You wonder at Conan the Barbarian. He sits atop his throne. His intumescent arm presses a fist under his chin in a gesture of mythic self confidence turned inward. The stillness of the frame is stirred only by the mist rising around him. The scene is so placid that you wonder, at this opening shot, if you’ve come to see a movie at all, if instead you’ve been tricked into watching a painting.

 

And the amazement swells as you watch your mother descramble the cable TV box with a playing card - the Jack of Hearts.

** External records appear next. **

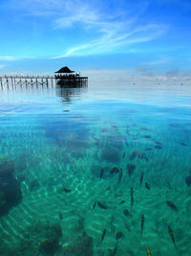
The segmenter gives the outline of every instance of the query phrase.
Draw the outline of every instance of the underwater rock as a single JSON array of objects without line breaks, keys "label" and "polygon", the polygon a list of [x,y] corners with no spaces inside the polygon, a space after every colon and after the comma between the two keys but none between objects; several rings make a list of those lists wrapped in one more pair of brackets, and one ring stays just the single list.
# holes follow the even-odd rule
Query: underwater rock
[{"label": "underwater rock", "polygon": [[119,232],[117,232],[117,233],[116,234],[116,239],[117,239],[117,240],[119,240],[119,239],[122,238],[122,236],[123,236],[123,233],[119,231]]},{"label": "underwater rock", "polygon": [[186,144],[184,142],[180,142],[180,145],[181,145],[181,146],[188,146],[188,144]]},{"label": "underwater rock", "polygon": [[127,165],[127,170],[128,170],[128,175],[129,175],[129,176],[130,176],[131,175],[133,175],[135,169],[136,169],[136,165],[133,165],[133,164],[128,164],[128,165]]},{"label": "underwater rock", "polygon": [[0,164],[0,216],[22,199],[20,182],[13,176],[14,165],[5,161]]},{"label": "underwater rock", "polygon": [[156,146],[155,146],[155,149],[161,150],[161,147],[159,146],[159,145],[156,145]]},{"label": "underwater rock", "polygon": [[111,175],[118,174],[118,168],[117,168],[117,167],[114,167],[114,168],[110,171],[110,174],[111,174]]},{"label": "underwater rock", "polygon": [[93,238],[84,232],[82,236],[74,239],[63,248],[65,256],[93,256]]},{"label": "underwater rock", "polygon": [[107,166],[102,167],[100,165],[94,164],[91,166],[91,173],[99,179],[102,179],[109,176],[110,168]]},{"label": "underwater rock", "polygon": [[60,248],[59,239],[62,237],[62,229],[60,224],[53,223],[47,225],[45,239],[40,243],[39,249],[48,255],[54,255]]},{"label": "underwater rock", "polygon": [[136,156],[137,156],[137,151],[133,151],[133,152],[130,154],[129,159],[130,159],[130,160],[134,160],[134,159],[136,158]]},{"label": "underwater rock", "polygon": [[127,209],[125,209],[125,210],[123,211],[123,214],[124,214],[124,216],[126,216],[126,217],[130,216],[130,212],[129,212],[129,210],[127,210]]},{"label": "underwater rock", "polygon": [[107,205],[103,204],[100,201],[96,201],[96,203],[97,203],[98,207],[101,208],[101,209],[107,209],[108,208]]},{"label": "underwater rock", "polygon": [[38,182],[37,178],[34,178],[34,179],[30,181],[29,189],[30,189],[31,192],[38,189],[39,187],[40,187],[40,185],[39,185],[39,182]]},{"label": "underwater rock", "polygon": [[54,255],[58,248],[59,244],[57,239],[45,239],[40,244],[40,250],[46,252],[48,255]]},{"label": "underwater rock", "polygon": [[102,160],[112,162],[112,163],[118,162],[120,159],[118,151],[116,150],[115,148],[108,147],[106,149],[103,149],[100,155],[101,155]]},{"label": "underwater rock", "polygon": [[150,185],[147,182],[145,182],[145,188],[148,189],[148,190],[151,189]]},{"label": "underwater rock", "polygon": [[173,209],[174,211],[178,211],[177,206],[174,204],[173,201],[166,200],[166,204],[167,204],[171,209]]},{"label": "underwater rock", "polygon": [[186,176],[185,183],[187,184],[188,187],[191,185],[191,176]]}]

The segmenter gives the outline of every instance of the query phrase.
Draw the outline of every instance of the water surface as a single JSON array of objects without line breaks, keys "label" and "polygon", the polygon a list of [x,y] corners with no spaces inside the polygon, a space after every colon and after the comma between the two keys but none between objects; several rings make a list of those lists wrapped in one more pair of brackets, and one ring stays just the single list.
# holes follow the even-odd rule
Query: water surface
[{"label": "water surface", "polygon": [[191,255],[190,103],[180,84],[1,90],[1,255]]}]

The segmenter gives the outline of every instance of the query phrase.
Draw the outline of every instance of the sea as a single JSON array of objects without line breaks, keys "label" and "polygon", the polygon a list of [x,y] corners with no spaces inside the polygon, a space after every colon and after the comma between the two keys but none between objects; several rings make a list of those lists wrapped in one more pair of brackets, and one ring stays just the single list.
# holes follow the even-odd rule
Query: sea
[{"label": "sea", "polygon": [[1,256],[190,256],[191,84],[0,88]]}]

Your anxiety over what will happen, if mom is caught pirating cable, is quieted only by Adrianne Barbeau’s heavy breasts when Swamp Thing, in persistent rotation on Home Box Office, repeats for you, four times a day. Your enthusiasm for the experience is revealed in photos that mom takes, moving 80 miles an hour across America, documenting you and your sister’s miserable longing to be anywhere but in the rear of the VW camper. You long to get back to the VCR, to the cable box and the Jack of Hearts, now expertly crimped and inserted into the seam above the dial, then pulled outward until an image is illicitly revealed.

 

Blinding, unfamiliar terrain scrolls past the camper’s window, moving slower to the side and increasingly faster in front and behind. The songs of Enya soothe tensions brought on by a sour, family odor that permeates the dimness of the Vanagon; sail away.

 

Back home, the card trick stops working, and Swamp Thing is a disappointing squiggle. But the sounds of the movie are in tact.  Wild blotches of red, green and blue quiver, reacting to the voice of Adrianne Barbeau, so you relax into your chair and descramble the movie yourself, taming its flailing images by tapping a memory of the scene. You breathe into a phone which connects you to Mitsy Wellington, two doors down, who watches silently with you. But her cable is legal and unobstructed, and you’re afraid to admit that you can barely see.

 

Adrianne Barbeau is enveloped by a varicose smear of green. She turns to the inside of the TV to embrace the Swamp Thing, but her head remains still, her neck twisting like a soaked towel. In this impossible contortion, she studies you up and down. She knows.

 

The Time Warner man creeps past your house in a covert white van. A radio dish juts from the roof and casts for evidence of the Jack of Hearts: a surge in the RF signal where it should be quiet. If you listen carefully, you’ll hear a squeal at the top of the frequency range. And if you move, you’ll feel it, like water, deep inside your ear.